Venimos al mundo acompañados de tres números, cuánto hemos medido, cuánto hemos pesado y, como no, a qué hora ha tenido lugar el alumbramiento. Y esa hora que nos define, no sólo astrológicamente en forma de zodiacos, ascendentes o cartas astrales, nos acompaña hasta la muerte cuando en algún impreso administrativo se incluirá también a qué hora se produjo el óbito.
A la vez, hemos incorporado artilugios que nos permiten gestionarlo. Las agendas electrónicas (PDA) nos muestran de manera gráfica los huecos que tenemos y nos invitan a llenarlos con otros compromisos. Vamos enlazando un acontecimiento con otro como si de un tren de mercancías se tratara. Con un destino: llegar al final del día habiendo cumplido con todos nuestros compromisos. ¡Qué satisfacción!
Vivimos en una sociedad en donde se cultiva la prisa. Cada vez queremos hacer más en menos tiempo. Sony, hace unos años, sacó al mercado un lector de CD que reducía el espacio en blanco entre canción y canción de tres segundos a uno.

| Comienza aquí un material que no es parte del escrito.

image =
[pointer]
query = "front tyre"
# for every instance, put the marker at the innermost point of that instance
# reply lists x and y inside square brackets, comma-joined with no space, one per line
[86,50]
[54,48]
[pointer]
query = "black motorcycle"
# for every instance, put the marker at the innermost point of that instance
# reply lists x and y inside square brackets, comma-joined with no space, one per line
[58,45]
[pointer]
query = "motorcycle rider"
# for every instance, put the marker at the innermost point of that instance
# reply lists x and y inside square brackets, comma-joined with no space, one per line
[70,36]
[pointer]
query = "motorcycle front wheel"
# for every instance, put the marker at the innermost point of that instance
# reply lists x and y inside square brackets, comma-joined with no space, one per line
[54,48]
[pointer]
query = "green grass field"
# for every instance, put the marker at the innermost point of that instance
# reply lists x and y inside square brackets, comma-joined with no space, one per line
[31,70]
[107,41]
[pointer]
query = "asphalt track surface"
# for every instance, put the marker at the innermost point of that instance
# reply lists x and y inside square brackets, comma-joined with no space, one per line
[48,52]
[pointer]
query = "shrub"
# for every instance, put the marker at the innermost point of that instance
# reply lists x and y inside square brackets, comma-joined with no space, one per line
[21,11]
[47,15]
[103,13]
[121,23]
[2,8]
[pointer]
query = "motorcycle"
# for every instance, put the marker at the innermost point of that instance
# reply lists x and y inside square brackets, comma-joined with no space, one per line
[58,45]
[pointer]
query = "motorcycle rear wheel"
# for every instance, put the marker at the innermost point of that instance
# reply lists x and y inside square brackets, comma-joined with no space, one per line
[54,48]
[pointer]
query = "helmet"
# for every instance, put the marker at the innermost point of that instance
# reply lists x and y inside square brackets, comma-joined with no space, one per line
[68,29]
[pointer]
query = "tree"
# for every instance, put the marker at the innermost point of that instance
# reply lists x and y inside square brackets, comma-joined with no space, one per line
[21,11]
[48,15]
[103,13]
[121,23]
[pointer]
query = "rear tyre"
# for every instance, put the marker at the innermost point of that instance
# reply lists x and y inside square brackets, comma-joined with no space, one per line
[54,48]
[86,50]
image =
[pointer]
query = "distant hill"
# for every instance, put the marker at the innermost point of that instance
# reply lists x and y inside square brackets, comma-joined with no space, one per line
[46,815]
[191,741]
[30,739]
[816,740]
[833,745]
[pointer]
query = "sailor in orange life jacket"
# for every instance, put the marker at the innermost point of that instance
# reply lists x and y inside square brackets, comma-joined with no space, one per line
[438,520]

Los GPS, ahora tan populares, nos llevan por defecto por la ruta más rápida. Corremos para no perder el tren que está en la estación cuando en cuatro minutos llegará otro. Conozco a una persona que volvió a fumar después de 15 años porque no aguantaba sin hacer nada los tiempos muertos que se daban cuando tardaba en cargarse una página de Internet. Si comemos en un restaurante y se retrasan con un plato nos ponemos nerviosos e increpamos al camarero.
Delimitamos nuestro tiempo de ocio poniéndole hora de inicio y de final, como si de una reunión se tratara. Y, en nuestra vida privada, hemos alcanzado las cotas más bajas en dedicación a las relaciones sexuales. Hoy, por término medio, dedicamos 30 minutos a la semana a mantener relaciones sexuales; o lo que es lo mismo, dos relaciones de 15 minutos cada una. ¡15 minutos! Seguramente el tiempo que lleva usted sentado leyendo esta revista.
Kundera, el escritor, dice que “nuestra época está obsesionada por el deseo de olvidar y, para realizar ese deseo, se entrega al demonio de la velocidad; acelera el ritmo para mostrarnos que ya no desea ser recordada, que está cansada de sí misma, que quiere apagar la minúscula y temblorosa llama de la memoria”.
Y no le falta razón a este fabuloso escritor checo. Tanta aceleración, a la postre, nos impide disfrutar de lo que hacemos. Los períodos de descanso y asueto no dejan más huella que la que aparece en la agenda. Volvemos de un mes de vacaciones y, rápidamente, nos sumergimos en la rutina, dando carpetazo a las experiencias vividas en los días anteriores.
Platón entendía el ocio como estar inmóvil, no hacer nada. Y más recientemente el mismo Kafka lo contemplaba como quedarse inerte a la espera de que ocurriera algo. Hoy, el mejor referente del ocio es apagar el móvil. Sólo cuando hemos dado este paso estamos seguros de haber roto con la rutina.
Por contra, esto último no resulta tan fácil y el ocio se convierte a menudo en una extensión de nuestras frenéticas jornadas. Poco a poco extendemos nuestra idea de que “el tiempo es oro” a todos los rincones de nuestra sociedad y cargamos a nuestros hijos de actividades extraescolares para que el único tiempo libre que tengan sea el propio del sueño.